In all, 29 accounts were identified that received payments, totaling at least Rs35 billion.
In August, Omni Group chief Anwar Majeed was arrested along with son Abdul Ghani Majeed when they returned to the country on being summoned by the apex court. They are now on judicial remand.
Meanwhile, Asif Ali Zardari and Faryal Talpur have appeared before the investigators and have since secured interim bail from the Banking Court. The last hearing of the case was on December 21, when the duo got their fourth extension in the bail till January 7.
Amid complaints from the FIA and barbs flying in the Supreme Court, CJP Nisar ordered the formation of a Joint Investigation Team to quicken the pace of the investigation.

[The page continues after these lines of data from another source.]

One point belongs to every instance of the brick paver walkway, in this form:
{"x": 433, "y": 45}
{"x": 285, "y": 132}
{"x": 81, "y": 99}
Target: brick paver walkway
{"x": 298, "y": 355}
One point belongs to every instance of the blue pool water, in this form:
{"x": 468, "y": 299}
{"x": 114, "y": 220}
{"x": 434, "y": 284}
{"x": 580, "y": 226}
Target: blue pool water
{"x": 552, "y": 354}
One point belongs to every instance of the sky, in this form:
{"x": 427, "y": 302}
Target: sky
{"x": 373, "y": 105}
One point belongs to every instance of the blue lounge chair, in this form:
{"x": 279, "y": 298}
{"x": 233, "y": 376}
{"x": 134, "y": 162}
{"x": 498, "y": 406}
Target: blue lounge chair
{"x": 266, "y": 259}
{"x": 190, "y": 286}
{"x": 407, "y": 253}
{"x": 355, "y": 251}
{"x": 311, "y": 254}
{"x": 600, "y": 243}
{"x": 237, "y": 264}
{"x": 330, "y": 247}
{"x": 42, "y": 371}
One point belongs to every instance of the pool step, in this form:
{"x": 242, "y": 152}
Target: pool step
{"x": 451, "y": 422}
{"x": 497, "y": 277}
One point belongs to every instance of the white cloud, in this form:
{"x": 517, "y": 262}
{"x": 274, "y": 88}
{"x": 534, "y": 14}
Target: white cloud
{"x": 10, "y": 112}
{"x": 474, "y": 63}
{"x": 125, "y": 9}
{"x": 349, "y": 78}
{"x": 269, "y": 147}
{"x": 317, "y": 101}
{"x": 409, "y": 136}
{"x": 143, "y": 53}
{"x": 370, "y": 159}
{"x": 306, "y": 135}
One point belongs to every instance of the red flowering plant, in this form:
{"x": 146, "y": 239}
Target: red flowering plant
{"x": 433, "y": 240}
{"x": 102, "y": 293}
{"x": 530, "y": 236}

One of FIA’s principal complaints was the lack of cooperation from the Sindh government.
The JIT report in a nutshell
According to the report, the JIT identified 11,500 bank accounts and 924 account holders at the start of their investigation.
Its experts generated 59 Suspected Transaction Reports (STR) and 24,500 Cash Transaction Reports. That means the transactions were flagged as suspicious.
Due to the high quantum of transactions, the JIT decided on a threshold of Rs10million “to track, follow and minutely investigate the flow of funds beyond the immediate counterparties and determine the source of funds and ultimate beneficiaries.”
It questioned 767 individuals, including Zardari and Talpur, while Bilawal submitted written responses.
It has since had the names of 147 individuals placed on the Provisional National Identification List, which would allow authorities to identify if those individuals try to enter or exit the country through an airport. After the report was submitted to the SC, the names of 172 individuals have been placed on the no-fly list by the interior ministry on the JIT’s request.
The investigations have focused on 32 accounts of 11 fake entities. The first account, belonging to M/S Lucky Enterprises, opened in January 2010 and remained active till January 2017. It was used for 13,809 transactions.
The investigation uncovered that the 11 sole proprietorship entities were registered in the names of low-level employees of the Omni Group, as well as random individuals including a deceased person. All the accounts were operated by Omni Group executives.
A thorough review of the JIT report shows that representatives of State Bank and Securities and Exchange Commission of Pakistan (SECP) played a vital role in the investigation and preparation of the final report and recommendations.